Under the influence of Max Liebermann and Wilhelm Trübner, he became one of the first artists associated with the Düsseldorfer Malerschule to turn to Impressionism. His first works in that style involved studies done on the training grounds of the 8th Cuirassiers "Count Geßler" regiment, resulting in a series of oils depicting their activities, in a style that is sometimes known as German Impressionism. They received harshly negative reviews from the critics in Düsseldorf, so he withdrew to Monheim am Rhein. In 1908, he emerged to exhibit a series of horse portraits at the Alte Kunsthalle. On that occasion, he received positive reviews in the magazine, Die Rheinlande, from its publisher, the writer Wilhelm Schäfer.
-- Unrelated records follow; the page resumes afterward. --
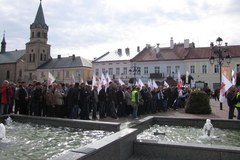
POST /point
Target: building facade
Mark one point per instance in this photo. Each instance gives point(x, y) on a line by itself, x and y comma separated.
point(159, 63)
point(35, 62)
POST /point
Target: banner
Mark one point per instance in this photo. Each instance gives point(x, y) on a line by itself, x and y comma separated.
point(51, 79)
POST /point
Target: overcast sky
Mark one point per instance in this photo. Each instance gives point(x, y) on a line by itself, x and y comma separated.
point(90, 28)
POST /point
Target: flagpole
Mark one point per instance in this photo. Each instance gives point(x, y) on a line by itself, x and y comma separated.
point(220, 64)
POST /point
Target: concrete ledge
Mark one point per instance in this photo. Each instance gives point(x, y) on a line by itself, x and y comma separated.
point(169, 151)
point(182, 151)
point(118, 146)
point(73, 123)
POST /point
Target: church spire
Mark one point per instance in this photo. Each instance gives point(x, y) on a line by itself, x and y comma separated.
point(39, 19)
point(3, 44)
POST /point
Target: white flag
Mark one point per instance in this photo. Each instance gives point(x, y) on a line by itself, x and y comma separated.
point(51, 79)
point(225, 85)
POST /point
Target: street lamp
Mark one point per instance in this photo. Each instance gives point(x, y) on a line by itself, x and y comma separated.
point(219, 52)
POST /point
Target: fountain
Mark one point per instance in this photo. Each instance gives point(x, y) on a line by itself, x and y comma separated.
point(208, 128)
point(32, 137)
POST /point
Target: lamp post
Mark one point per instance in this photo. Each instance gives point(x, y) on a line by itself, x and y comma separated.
point(221, 54)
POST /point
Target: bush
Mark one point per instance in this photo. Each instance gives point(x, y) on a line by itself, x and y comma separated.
point(198, 103)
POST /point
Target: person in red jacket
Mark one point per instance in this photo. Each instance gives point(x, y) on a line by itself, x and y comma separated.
point(6, 92)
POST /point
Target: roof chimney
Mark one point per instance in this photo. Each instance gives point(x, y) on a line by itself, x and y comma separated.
point(171, 43)
point(186, 43)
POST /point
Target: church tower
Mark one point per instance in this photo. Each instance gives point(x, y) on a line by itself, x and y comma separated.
point(37, 49)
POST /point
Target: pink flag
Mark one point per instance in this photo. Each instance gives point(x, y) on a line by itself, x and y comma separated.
point(179, 83)
point(120, 81)
point(108, 79)
point(73, 79)
point(225, 85)
point(103, 80)
point(166, 84)
point(51, 79)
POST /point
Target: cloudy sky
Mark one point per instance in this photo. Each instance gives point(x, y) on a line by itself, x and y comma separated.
point(90, 28)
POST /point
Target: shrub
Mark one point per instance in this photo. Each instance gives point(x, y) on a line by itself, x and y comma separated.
point(198, 103)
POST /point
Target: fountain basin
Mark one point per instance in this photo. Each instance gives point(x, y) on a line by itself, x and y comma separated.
point(150, 149)
point(118, 145)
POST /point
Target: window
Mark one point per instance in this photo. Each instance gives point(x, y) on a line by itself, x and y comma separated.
point(169, 70)
point(156, 69)
point(204, 69)
point(216, 68)
point(117, 71)
point(192, 69)
point(145, 70)
point(177, 69)
point(110, 71)
point(125, 70)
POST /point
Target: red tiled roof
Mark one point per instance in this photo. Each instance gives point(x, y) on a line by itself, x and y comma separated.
point(180, 53)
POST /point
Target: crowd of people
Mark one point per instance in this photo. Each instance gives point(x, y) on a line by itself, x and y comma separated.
point(81, 101)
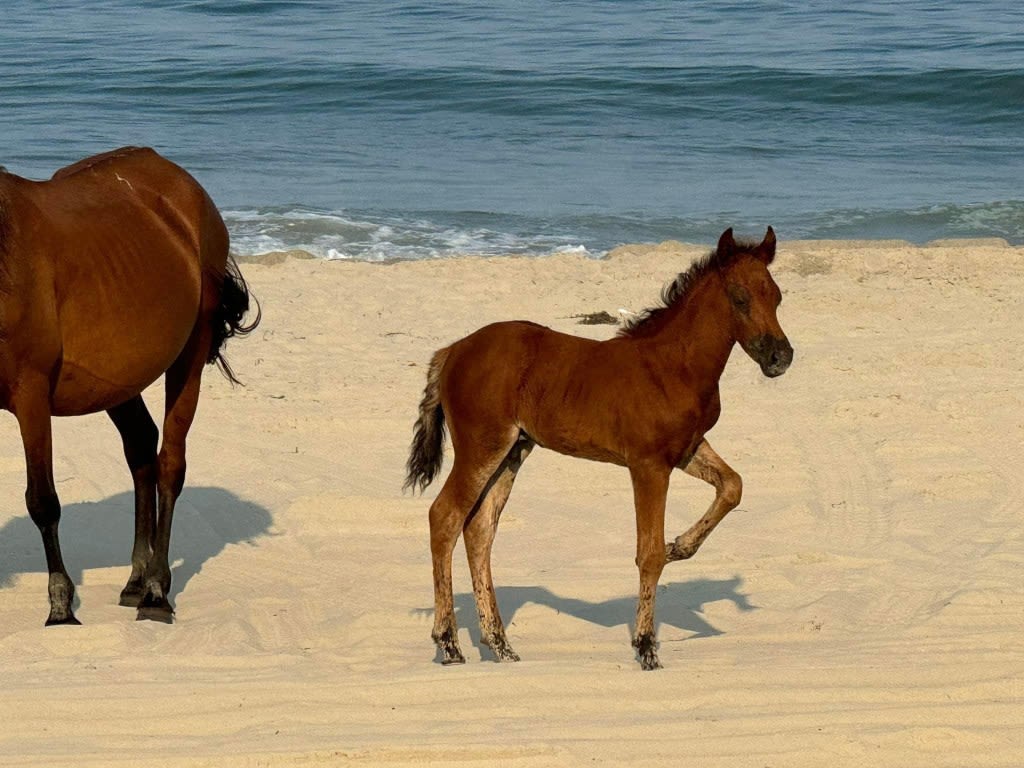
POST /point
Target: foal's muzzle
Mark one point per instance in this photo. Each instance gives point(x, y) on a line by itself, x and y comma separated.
point(773, 354)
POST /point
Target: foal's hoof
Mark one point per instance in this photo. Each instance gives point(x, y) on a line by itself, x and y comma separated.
point(674, 552)
point(452, 656)
point(155, 609)
point(646, 647)
point(130, 597)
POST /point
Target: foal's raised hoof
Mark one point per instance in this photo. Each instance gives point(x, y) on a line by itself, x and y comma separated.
point(155, 609)
point(675, 551)
point(448, 644)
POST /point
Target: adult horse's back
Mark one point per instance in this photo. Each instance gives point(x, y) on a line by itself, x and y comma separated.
point(112, 273)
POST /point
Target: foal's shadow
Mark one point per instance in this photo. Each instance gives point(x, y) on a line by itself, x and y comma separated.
point(99, 535)
point(679, 604)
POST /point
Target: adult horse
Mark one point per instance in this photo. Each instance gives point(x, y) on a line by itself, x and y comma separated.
point(643, 399)
point(113, 272)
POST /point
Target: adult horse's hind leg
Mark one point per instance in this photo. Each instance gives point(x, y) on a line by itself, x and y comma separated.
point(457, 501)
point(709, 466)
point(478, 532)
point(182, 387)
point(138, 435)
point(32, 409)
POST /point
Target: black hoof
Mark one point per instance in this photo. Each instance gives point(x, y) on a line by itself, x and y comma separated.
point(130, 597)
point(448, 644)
point(646, 647)
point(155, 613)
point(674, 553)
point(155, 609)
In 1909, together with his friend, Max Clarenbach, and others, he co-founded the Sonderbund, a union of artists devoted to French Impressionism. They held major exhibitions in Düsseldorf (1911) and Cologne (1912). In that year, he moved to Wiesbaden. The organization was dissolved in 1916, during World War I. In 1917, he was appointed a professor at the Kunstakademie Düsseldorf. He taught and painted there until his retirement in 1932. He died at his home in Konstanz, ten years later.

Since 1972 his estate, the Deusser Foundation, has operated from Bad Zurzach in Switzerland. His home in Monheim am Rhein is now a museum.